CH 07: Augustine

Augustine is often considered the greatest historian in the first 1000 years of the Western church. His life story is inspiring, his many books are still worth reading. His thinking defined much of the theology of the church, including that of the Protestant Reformers.

The life of Augustine

Aurelius Augustine was born in 354 AD in Tagaste, North-Africa, as son of a heathen father (Patricius) and a devout Christian mother (Monica). He received a good education. During his wild high school years in Carthage, Augustine went in search of redemption. This led him to the Manicheans (see below).

After a short career as a teacher, Augustine continued his studies in Rome and Milan. There he became a Christian. Later he was appointed priest, then bishop in the city of Hippo (near his hometown). Augustine died in 430 AD.

Augustine’s spiritual journey

Manicheism was a Gnostic religion based on the teachings of Mani (216-276 AD).

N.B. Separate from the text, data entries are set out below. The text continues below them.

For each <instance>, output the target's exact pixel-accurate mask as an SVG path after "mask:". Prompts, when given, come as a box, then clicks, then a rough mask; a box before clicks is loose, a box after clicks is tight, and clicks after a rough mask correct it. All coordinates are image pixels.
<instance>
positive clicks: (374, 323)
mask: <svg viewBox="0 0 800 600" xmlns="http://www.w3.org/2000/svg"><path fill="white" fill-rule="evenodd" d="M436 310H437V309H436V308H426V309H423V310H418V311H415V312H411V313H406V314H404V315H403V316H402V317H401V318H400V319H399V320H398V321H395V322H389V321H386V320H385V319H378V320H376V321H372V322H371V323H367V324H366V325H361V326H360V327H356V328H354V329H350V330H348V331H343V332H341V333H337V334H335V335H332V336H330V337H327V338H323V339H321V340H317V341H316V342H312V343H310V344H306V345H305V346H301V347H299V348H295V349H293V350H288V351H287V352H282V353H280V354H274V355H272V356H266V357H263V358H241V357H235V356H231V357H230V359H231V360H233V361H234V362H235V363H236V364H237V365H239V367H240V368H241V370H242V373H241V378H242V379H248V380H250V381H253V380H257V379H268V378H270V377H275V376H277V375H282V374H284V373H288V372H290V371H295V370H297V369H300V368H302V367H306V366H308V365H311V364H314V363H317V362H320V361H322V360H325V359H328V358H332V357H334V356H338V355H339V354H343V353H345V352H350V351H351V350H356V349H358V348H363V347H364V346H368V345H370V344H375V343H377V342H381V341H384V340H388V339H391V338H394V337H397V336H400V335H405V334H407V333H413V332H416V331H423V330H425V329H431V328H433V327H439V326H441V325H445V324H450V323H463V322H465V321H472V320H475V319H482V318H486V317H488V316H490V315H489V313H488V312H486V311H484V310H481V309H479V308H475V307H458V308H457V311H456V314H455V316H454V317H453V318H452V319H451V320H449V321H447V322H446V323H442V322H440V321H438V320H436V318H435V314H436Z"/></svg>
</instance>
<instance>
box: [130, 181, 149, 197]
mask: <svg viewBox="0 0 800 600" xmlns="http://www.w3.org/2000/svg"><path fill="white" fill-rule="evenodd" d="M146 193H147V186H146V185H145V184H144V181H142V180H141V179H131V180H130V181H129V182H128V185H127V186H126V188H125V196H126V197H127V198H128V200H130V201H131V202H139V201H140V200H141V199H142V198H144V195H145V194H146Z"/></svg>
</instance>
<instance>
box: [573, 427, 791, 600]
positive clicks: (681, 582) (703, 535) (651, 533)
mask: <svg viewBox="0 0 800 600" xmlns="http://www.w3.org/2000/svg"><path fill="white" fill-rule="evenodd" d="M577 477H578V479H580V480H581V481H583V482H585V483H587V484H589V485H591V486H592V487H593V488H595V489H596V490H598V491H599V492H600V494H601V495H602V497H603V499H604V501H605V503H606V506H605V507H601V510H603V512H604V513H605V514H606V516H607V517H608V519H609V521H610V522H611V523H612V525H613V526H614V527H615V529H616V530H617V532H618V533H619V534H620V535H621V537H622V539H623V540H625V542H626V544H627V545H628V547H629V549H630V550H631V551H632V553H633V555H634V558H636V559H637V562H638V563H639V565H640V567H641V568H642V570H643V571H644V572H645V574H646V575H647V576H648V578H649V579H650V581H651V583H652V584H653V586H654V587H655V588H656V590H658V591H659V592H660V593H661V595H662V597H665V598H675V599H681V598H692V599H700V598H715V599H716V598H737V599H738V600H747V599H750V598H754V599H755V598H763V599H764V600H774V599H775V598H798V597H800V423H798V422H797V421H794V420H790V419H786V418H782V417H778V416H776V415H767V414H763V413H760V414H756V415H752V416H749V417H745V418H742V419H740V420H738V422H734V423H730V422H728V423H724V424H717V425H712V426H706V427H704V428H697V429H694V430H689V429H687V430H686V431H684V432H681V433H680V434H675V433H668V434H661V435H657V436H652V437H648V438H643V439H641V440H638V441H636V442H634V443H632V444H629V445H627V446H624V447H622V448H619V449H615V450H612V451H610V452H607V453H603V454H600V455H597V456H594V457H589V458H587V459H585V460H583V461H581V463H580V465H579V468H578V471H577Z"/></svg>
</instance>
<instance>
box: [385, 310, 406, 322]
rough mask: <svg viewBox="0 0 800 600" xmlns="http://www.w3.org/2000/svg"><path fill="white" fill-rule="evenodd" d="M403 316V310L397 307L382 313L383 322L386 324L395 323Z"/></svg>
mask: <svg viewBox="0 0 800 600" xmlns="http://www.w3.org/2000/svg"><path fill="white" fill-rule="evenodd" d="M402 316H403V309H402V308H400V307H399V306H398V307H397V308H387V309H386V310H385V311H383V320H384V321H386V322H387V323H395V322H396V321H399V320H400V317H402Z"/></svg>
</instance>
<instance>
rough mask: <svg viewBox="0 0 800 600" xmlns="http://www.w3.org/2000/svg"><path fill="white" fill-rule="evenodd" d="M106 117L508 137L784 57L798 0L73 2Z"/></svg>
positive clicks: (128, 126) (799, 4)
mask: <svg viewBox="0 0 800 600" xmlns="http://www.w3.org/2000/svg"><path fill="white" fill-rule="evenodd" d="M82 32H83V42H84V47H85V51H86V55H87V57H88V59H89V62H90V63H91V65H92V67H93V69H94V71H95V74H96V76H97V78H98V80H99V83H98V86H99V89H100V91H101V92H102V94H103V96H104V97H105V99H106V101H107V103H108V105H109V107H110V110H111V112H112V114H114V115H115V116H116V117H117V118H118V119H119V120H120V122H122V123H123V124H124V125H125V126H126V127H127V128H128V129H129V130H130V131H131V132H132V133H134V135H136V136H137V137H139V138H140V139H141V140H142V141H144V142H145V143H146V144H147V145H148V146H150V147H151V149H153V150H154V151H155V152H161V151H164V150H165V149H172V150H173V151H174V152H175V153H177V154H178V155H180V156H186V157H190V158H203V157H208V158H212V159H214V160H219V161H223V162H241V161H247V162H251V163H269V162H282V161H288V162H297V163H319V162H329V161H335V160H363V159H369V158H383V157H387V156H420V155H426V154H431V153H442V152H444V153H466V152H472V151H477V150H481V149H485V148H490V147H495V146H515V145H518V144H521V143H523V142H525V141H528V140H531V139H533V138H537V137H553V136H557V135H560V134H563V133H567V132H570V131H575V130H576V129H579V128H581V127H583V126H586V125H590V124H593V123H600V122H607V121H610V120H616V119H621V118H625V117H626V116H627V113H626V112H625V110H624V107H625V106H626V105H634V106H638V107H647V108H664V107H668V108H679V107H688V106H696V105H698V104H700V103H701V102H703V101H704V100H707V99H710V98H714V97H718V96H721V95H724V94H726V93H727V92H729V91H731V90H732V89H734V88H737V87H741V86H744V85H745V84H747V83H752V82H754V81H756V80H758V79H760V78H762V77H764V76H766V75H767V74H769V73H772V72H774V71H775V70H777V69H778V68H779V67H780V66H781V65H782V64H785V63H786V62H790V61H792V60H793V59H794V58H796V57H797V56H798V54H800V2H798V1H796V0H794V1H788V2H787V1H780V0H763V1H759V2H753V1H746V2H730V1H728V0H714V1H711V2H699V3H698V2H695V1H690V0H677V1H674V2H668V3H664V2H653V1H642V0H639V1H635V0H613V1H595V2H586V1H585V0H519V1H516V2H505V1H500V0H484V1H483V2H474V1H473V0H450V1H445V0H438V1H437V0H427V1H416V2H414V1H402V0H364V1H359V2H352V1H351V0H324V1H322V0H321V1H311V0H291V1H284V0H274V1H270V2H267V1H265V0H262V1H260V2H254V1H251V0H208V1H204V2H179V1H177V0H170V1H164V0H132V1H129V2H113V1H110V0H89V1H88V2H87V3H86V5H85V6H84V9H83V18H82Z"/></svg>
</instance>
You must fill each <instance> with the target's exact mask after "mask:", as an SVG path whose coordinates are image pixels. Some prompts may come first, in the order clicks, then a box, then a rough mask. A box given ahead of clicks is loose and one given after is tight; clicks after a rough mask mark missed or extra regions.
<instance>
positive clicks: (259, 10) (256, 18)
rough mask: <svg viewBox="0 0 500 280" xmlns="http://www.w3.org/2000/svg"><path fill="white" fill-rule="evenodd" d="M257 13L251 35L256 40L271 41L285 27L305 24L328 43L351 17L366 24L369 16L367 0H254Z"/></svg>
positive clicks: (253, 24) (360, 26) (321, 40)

Mani attempted to synthesize and improve the teachings of Buddha, Zoroaster, and Jesus. Like all ancient Gnosticism, Manicheism was dualistic: the good spiritual world was in constant opposition to the evil material world. People were supposed to free themselves from their physical limitations by a life of asceticism.

For Augustine, the Manichean message was not enough. He rejected it but did not immediately become a Christian. He thought the Christian Scriptures to be crude and unsophisticated, especially the physicality of the Old Testament.

When in Milan Augustine heard bishop Ambrose, he changed his attitude. Ambrose was not only eloquent but also provided an allegorical interpretation of the Old Testament, which suited Augustine much better. The final decision came when one day, Augustine heard a voice nearby say: “Take and read!” He took up a Bible and what he read convinced him to become a Christian.

Augustine vs. Pelagius

While Augustine was bishop, he interacted with the teachings of a British monk by the name of Pelagius. Pelagius had an uncommonly “low” view of human sinfulness, but his teachings gained popularity. According to Pelagius, human beings are only sinful because they follow bad examples; in principle they could freely choose to live a good life, without needing the empowerment of the Holy Spirit.

Augustine (who had radically broken with the message of self-redemption of the Manicheans!) opposed Pelagius strongly. He emphasized that Adam’s fall had made all humans incapable of doing any saving good. Only the Holy Spirit can instill good in people. Thus, faith and faithful living are gracious gifts of God.

In the course of his career, Augustine worked out what this means. He developed the concept of effectual grace, God’s saving power in people that brings them to faith and enables them to do what is right. Augustine also developed the doctrine of election: out of the fallen human race, God chose those whom he would give faith and salvation, independent of any quality or merit of these people. The others God would simply leave in their sin.

As a result of Augustine’s work, Pelagius was declared a heretic by the Council of Ephesus (431 AD). However, Augustine’s views of election and effectual grace were not officially adopted. Later, the Protestants (16th century) would take their starting point in this Augustinian teaching.

The City of God

Of Augustine’s many writings, the best known are his Confessions (an autobiography) and his City of God. This latter book was written in the chaotic context of fifth-century Rome. At this time there was increasing military, political, and economical trouble. This culminated when in 410 the city of Rome was invaded by barbarian tribes under leadership of Alaric. Eventually, in 476, the Western Roman Empire would fall when Odoacer set himself up as king in Italy.

The invasion and fall of Rome brought up many questions. For a century, the church had been closely linked to the glorious empire; how was she to continue?

In City of God, Augustine responds by outlining “two cities”, the “city of man” and the “city of God”. These are the secular world and God’s Kingdom as they develop side-by-side in history. Augustine describes their parallel histories but also points out the essential differences between the two.

The two cities. The author, Augustine, is depicted above. “Babylon reviles, so that Zion may result as the holy city.” Left: Sion, “the city devoted to God: founded by the blood of righteous Abel.” Right: Babylon, the “throne of Satan: Cain founded this city.” These texts are clear allusions to De Citivate Dei.